I am not a policy expert, and I chime in very rarely on legislative issues that affect healthcare. However, at the Virginia Rural Health Association’s (VRHA) Annual Meeting I heard from a lobbyist who is deeply involved with the healthcare legislation.  Her name is Maggie Elehwany and she shed some interesting light on the bill, breaking it down into terms that non-lobbyists and policy experts can understand.  Click here for the link to her presentation’s transcript.

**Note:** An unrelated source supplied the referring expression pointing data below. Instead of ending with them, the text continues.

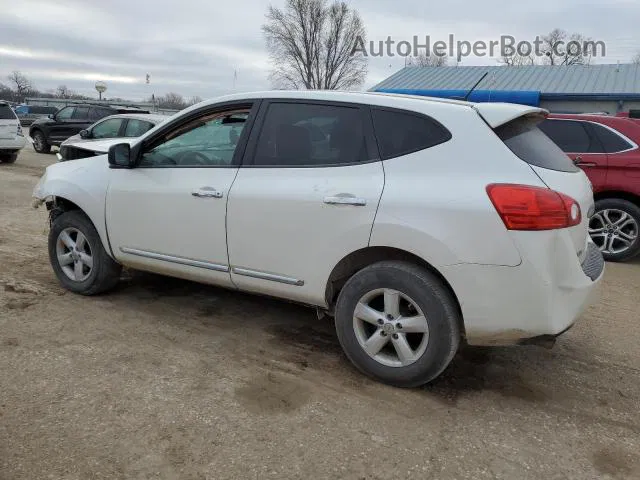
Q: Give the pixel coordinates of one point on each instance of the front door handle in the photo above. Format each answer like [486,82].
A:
[207,192]
[345,200]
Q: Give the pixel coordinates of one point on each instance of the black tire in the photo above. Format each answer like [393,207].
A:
[105,272]
[430,295]
[40,143]
[618,205]
[8,157]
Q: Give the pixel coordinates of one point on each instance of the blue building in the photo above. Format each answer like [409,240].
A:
[561,89]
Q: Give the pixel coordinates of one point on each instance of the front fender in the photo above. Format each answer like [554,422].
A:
[82,182]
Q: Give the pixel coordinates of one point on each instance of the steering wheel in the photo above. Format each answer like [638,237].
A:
[193,157]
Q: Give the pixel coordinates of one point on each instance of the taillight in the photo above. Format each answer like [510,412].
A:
[524,207]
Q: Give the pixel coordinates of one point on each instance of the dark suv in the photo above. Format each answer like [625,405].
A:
[607,149]
[56,128]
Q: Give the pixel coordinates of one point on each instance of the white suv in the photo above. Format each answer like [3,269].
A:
[417,223]
[11,135]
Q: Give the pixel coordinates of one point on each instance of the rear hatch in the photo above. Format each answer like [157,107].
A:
[8,122]
[523,137]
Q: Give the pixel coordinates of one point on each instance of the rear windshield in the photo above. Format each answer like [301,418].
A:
[6,113]
[526,140]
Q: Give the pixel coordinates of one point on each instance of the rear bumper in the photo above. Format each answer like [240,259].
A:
[12,144]
[543,296]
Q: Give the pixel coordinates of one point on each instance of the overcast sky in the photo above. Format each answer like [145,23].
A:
[193,47]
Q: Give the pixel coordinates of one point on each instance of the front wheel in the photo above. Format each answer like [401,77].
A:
[614,229]
[77,256]
[398,323]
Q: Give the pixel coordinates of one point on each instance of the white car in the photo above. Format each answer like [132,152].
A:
[11,135]
[108,131]
[417,223]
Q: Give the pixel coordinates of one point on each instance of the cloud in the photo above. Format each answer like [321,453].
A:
[211,48]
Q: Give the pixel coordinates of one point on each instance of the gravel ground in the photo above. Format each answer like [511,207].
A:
[169,379]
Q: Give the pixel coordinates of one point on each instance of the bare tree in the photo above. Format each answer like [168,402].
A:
[312,43]
[21,83]
[517,60]
[560,48]
[424,60]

What I found most interesting is how the money is spent.  Maggie reported that 70% of the total bill is for “entitlement” programs like Medicare and Medicaid. Very quickly you can see that only leaves 30% with any wiggle room, or as it is termed “discretionary” spending to-be-determined through the Appropriations Committee. Therefore, all the people asking for handouts (lobbyists) are fighting for a very small part of the pie.

The good news for the VRHA and National Rural Health Assocation (NRHA) is that provisions for rural health are in that 30%. The bad news is Congress will be under pressure to cut costs and will be looking for ways to cut spending in the Appropriations Committee to lessen the financial blow of the bill. Much like the U.S. budget, you can see the majority of the spending goes to entitlements (Social Security, Medicare / Medicaid), so everyone else has to fight for a tiny sliver of what is left.

My only point here is that balance is the key to helping everyone.  When so much money is tied up in so few resources (the Pareto Principle is likely in effect here:  80% of spending tied up in 20% of programs), the inequity is very apparent and resentment grows when the majority of help keeps going to the same populations.  The large gamble in this case is that by providing healthcare insurance for more people, costs will go down for everyone. This is a very big bet with a very big pot of money, and I hope it goes well for everyone’s sake.